Coaching In Quarantine

April 30, 2020

With little notice, teachers were launched into the unfamiliar territory of remote teaching. When school buildings closed, teachers left their classrooms and separated from their students. They went home to search for ways to continue the school year, for an undetermined amount of time.

In a coaching program, if the focus has been on “improvement,” I imagine teachers will be anxious about engaging in coaching during the school closure. In fact, teachers will likely feel coaching would be a burden added to their plates, not a value added to their lives. 

Coaching programs that focus on learning, however, will have an advantage for a seamless transition during a school closure. This approach builds confidence and encourages taking risks. There is no other time like the present, when teachers are having to be bold and courageous.
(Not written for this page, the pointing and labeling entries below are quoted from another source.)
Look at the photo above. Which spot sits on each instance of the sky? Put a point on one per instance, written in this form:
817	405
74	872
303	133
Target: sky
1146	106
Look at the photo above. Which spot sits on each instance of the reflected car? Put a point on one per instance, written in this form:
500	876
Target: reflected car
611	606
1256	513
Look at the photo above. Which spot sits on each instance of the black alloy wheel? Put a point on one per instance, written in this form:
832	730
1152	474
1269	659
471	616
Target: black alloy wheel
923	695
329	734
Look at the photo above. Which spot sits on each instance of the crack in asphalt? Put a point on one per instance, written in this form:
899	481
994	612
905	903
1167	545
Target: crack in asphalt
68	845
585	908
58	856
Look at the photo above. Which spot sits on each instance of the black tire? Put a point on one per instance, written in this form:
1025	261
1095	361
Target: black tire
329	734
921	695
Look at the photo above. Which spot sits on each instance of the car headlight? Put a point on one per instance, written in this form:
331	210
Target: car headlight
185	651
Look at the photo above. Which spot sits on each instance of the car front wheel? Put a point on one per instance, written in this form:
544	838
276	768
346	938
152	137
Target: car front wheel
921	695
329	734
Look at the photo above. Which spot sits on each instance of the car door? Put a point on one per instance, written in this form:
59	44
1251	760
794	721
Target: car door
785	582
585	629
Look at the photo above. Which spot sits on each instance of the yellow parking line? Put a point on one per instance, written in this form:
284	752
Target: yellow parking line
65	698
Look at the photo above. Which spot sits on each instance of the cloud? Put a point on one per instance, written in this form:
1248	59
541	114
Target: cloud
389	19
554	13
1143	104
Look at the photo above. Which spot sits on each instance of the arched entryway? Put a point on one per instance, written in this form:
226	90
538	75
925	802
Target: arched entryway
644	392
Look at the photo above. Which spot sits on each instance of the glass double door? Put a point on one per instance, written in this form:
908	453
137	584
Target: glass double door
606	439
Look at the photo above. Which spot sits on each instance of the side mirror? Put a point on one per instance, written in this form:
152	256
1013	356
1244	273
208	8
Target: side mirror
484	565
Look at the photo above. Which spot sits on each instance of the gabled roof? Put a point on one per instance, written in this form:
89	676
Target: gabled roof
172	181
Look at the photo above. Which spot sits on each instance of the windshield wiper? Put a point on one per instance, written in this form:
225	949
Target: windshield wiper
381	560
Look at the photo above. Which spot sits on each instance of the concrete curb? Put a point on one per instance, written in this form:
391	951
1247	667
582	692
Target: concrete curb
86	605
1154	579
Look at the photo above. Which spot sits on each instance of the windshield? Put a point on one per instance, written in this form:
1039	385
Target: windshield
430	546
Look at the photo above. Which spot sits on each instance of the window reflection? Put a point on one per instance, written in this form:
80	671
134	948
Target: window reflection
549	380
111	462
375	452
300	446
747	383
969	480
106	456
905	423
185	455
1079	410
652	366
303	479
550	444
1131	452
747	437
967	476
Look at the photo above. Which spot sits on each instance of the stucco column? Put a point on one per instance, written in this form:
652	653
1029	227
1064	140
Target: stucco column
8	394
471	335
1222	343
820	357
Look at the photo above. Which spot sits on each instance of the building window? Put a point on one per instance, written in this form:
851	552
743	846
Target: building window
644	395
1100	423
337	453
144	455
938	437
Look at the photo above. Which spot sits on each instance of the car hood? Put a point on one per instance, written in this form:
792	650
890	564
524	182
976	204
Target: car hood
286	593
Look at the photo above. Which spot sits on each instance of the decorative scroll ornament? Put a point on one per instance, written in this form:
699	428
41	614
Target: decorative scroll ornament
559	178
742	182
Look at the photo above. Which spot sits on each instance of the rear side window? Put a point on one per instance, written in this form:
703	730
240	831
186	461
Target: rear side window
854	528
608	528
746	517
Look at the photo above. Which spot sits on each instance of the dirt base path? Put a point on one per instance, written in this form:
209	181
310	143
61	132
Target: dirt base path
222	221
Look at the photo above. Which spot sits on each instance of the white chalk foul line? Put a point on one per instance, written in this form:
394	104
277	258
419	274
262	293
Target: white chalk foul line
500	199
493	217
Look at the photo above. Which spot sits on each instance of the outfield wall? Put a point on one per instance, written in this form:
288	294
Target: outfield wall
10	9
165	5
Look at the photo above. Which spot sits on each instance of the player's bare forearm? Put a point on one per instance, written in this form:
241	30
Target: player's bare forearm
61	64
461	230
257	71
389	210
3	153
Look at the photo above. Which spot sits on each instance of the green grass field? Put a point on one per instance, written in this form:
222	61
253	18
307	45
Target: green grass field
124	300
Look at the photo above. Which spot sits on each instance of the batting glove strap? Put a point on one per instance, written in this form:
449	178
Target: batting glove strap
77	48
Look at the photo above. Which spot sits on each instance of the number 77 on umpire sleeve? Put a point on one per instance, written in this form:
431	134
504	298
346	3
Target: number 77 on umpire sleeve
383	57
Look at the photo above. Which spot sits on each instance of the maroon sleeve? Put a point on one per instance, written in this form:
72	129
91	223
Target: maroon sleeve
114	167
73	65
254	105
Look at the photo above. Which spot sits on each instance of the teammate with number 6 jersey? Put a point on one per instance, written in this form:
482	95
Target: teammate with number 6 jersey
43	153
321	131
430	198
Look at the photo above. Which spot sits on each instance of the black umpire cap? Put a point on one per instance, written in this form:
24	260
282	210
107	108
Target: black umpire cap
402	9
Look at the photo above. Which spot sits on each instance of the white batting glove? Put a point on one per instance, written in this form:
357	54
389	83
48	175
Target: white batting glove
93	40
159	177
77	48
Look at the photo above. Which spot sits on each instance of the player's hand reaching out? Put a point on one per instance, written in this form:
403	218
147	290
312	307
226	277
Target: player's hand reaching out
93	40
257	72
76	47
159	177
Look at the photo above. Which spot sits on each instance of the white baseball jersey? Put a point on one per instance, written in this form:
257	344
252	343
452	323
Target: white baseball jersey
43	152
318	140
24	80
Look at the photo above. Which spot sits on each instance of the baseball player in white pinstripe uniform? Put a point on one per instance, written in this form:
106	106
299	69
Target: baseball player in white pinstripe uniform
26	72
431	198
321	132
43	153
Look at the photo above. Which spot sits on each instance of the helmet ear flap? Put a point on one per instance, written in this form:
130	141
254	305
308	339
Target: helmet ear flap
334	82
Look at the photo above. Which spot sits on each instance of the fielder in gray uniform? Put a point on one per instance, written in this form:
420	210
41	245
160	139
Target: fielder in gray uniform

For the past fifteen years, I have worked alongside hundreds of teachers with a myriad of backgrounds and classrooms as an instructional coach. Our partnership emphasizes learning, so I find coaching in quarantine is similar to coaching before the quarantine.

WHAT IS THE SAME? 

A cycle of inquiry model grounded in teacher-centric learning — with flexible coaching methods that concentrate on needs — is not dependent on location. The model can be implemented during a quarantine because the coaching method propels teaching forward, for greater gains in student learning, based on a teacher’s needs. 

WHAT IS NEEDED? 

During a crisis, coaches need to be extraordinarily vigilant with empathetic listening in conversations with teachers to uncover priorities. To find clarity, coaches need to have more conversations with teachers that acknowledge their present reality to provide a sense of security. Coaches need to understand the teacher’s perspective and listen without preconceived ideas on how to rescue teaching. Teachers yearn to be understood. When coaches support thoughtful deliberation, authentic solutions will emerge. Engaging in reflective practice cultivates self-directed behaviors. 

WHAT DO WE KNOW? 

We know many teachers are exhausted, disorientated and conflicted. We know teachers left behind materials in their classrooms. We know teachers immediately turned to social media to crowdsource resources and are suffering from information overload. We know teachers rushed to protect their students by organizing the delivery of meals and school materials and they constantly worry about them. We know teachers are relentless and creative. We know the strength of teachers is unlimited.

WHAT ARE THE ASSETS? 

Coaches should be masters at excavating individual and collective strengths. By leveraging assets, challenges decrease, and efficacy increases. When under pressure, it is not unusual for teachers to feel insecure about their teaching skills and struggle to recognize what is necessary. Coaches can find the strengths teachers think they have lost. This is an opportunity for powerful practices to ignite synergy at a time when weariness is prevailing. Like teachers with students, coaches need to know their teachers

WHERE ARE TEACHERS AT? 

Undoubtedly, the pandemic is causing trauma to personal and professional lives that is difficult to gauge. Veteran teachers are feeling like novices, new teachers are feeling dejected and all teachers are fragile. So, how do we start coaching in quarantine?

WHERE TO BEGIN? 

Coaching is demanding and coaches need the fortitude for the emotional pressures and be prepared for the messiness of the process. If the virus has overwhelmed a coach’s life, seeking immediate support from a coach and/or health professional is essential. Compassion fatigue will be a greater strain than ever before, therefore self-care has to be practiced routinely. Conversations cannot be reduced or replaced; however physical distance makes arranging access to teachers complicated. To the greatest extent possible, being available for teachers is imperative

HOW TO CONNECT? 

Everyone’s schedules are busy. If coaches grumble about their calendars being full, teachers won’t access them because it signals that they don’t have any time to spare. Coaching in quarantine means keeping in touch with teachers daily. In the digital world, we need to make our presence known in a multitude of ways, from voice, video or text. This signals that you are available and care.

HOW DO WE CARE? 

Social-emotional learning for teachers is the heart of coaching. And, it goes without saying that during this school closure it is necessary. We need to celebrate the unexpected successes and simple joys of teaching. Teaching in quarantine is a traumatic event and our coaching traits will matter.

WHAT ARE COACHING TRAITS?

  • Promoting teacher agency in service of student learning. 
  • Knowing teacher development
  • Leading through active listening and curiosity.
  • Demonstrating knowledge of coaching and andragogy.
  • Engaging in reflective practice.

Ironically, we have learned more about teaching during this school closure and separation from students than at another other time in recent history. It is not a surprise that teachers took matters into their own hands to continue school virtually. Teachers broke records for creating global professional learning communities. Teachers from different levels, latitudes and languages collaborated online to share relevant materials and tools with meaningful strategies while talking about teaching and learning. Undoubtedly, every teacher engaged in more learning during this unprecedented time than they have at any other time during their career. COVID-19 created the conditions for the possibilities of teacher-centric learning to emerge and expand. We discovered teaching doesn’t flourish without learning.